Expression analysis of secreted and cell surface genes of five transformed human cell lines and derivative xenograft tumors

Robert A Stull¹ , Roya Tavassoli¹ , Scot Kennedy¹ , Steve Osborn¹ , Rachel Harte¹ , Yan Lu¹ , Cheryl Napier² , Arie Abo¹ and Daniel J Chin¹

¹PPD Discovery, 1505 O'Brien Street, Menlo Park, California 94025, USA

²Piedmont Research Center, Morrisville, North Carolina 27560, USA

author email corresponding author email

BMC Genomics 2005, 6:55doi:10.1186/1471-2164-6-55


Published:	18 April 2005

Abstract

Background

Since the early stages of tumorigenesis involve adhesion, escape from immune surveillance, vascularization and angiogenesis, we devised a strategy to study the expression profiles of all publicly known and putative secreted and cell surface genes. We designed a custom oligonucleotide microarray containing probes for 3531 secreted and cell surface genes to study 5 diverse human transformed cell lines and their derivative xenograft tumors. The origins of these human cell lines were lung (A549), breast (MDA MB-231), colon (HCT-116), ovarian (SK-OV-3) and prostate (PC3) carcinomas.

Results

Three different analyses were performed: (1) A PCA-based linear discriminant analysis identified a 54 gene profile characteristic of all tumors, (2) Application of MANOVA (Pcorr < .05) to tumor data revealed a larger set of 149 differentially expressed genes. (3) After MANOVA was performed on data from individual tumors, a comparison of differential genes amongst all tumor types revealed 12 common differential genes.
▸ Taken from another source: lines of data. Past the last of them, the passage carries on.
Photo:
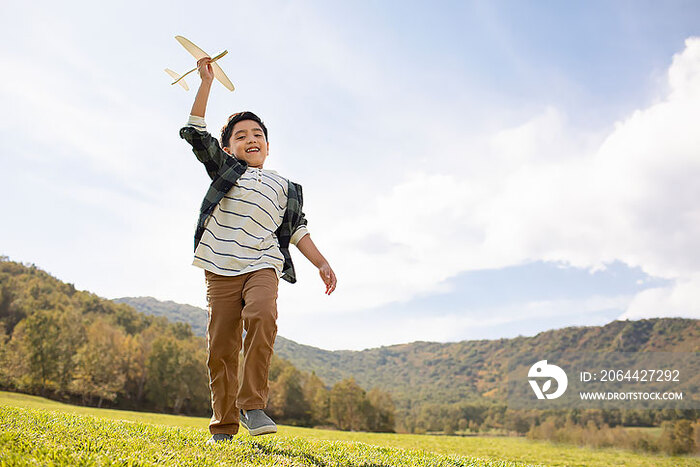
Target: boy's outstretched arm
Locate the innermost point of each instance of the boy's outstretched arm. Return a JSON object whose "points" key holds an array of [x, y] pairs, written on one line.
{"points": [[308, 249], [207, 74]]}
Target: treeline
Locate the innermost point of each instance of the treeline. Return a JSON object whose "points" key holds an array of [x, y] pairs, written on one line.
{"points": [[670, 431], [74, 346]]}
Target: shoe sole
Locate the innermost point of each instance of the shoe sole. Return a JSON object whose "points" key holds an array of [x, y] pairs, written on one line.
{"points": [[261, 430]]}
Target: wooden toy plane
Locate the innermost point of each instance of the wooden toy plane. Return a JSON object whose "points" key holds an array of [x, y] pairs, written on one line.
{"points": [[198, 53]]}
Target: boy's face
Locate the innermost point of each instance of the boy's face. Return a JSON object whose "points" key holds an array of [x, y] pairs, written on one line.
{"points": [[248, 143]]}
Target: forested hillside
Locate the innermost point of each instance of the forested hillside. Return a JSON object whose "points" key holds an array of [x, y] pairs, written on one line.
{"points": [[74, 346], [450, 386]]}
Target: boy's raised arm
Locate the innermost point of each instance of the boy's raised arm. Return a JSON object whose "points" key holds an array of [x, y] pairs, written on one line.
{"points": [[199, 107], [204, 145]]}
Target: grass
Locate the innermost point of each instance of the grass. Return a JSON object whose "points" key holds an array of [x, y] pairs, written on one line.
{"points": [[36, 431]]}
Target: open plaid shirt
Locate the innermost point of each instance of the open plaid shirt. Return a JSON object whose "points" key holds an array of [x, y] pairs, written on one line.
{"points": [[224, 170]]}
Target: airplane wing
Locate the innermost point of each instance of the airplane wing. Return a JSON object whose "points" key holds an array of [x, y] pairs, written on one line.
{"points": [[198, 53], [175, 76]]}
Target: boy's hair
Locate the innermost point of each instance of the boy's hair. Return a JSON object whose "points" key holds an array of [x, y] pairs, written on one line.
{"points": [[227, 129]]}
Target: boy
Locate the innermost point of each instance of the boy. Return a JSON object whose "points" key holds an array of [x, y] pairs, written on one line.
{"points": [[247, 220]]}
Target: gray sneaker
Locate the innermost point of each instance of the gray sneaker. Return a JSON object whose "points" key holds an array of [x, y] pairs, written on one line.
{"points": [[219, 437], [257, 422]]}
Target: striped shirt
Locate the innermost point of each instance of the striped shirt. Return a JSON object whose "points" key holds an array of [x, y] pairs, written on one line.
{"points": [[239, 235]]}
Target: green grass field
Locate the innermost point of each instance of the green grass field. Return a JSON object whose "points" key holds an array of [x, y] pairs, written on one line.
{"points": [[36, 431]]}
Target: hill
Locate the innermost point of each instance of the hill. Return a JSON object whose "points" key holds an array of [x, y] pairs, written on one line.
{"points": [[468, 371], [174, 312]]}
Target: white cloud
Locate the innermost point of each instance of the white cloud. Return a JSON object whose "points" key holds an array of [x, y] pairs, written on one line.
{"points": [[540, 191]]}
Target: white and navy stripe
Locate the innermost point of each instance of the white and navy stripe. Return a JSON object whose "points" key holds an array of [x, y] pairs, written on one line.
{"points": [[239, 235]]}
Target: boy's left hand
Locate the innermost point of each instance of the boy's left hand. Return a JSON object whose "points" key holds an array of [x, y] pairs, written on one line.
{"points": [[328, 277]]}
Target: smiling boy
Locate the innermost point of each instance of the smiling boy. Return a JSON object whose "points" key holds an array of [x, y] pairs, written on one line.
{"points": [[248, 219]]}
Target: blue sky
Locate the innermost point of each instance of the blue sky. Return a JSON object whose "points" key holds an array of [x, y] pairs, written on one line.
{"points": [[470, 169]]}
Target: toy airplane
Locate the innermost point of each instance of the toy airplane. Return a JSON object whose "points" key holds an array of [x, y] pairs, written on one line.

Seven of the 12 genes were identified by all three analytical methods. These included late angiogenic, morphogenic and extracellular matrix genes such as ANGPTL4, COL1A1, GP2, GPR57, LAMB3, PCDHB9 and PTGER3. The differential expression of ANGPTL4 and COL1A1 and other genes was confirmed by quantitative PCR.

Conclusion

Overall, a comparison of the three analyses revealed an expression pattern indicative of late angiogenic processes. These results show that a xenograft model using multiple cell lines of diverse tissue origin can identify common tumorigenic cell surface or secreted molecules that may be important biomarker and therapeutic discoveries.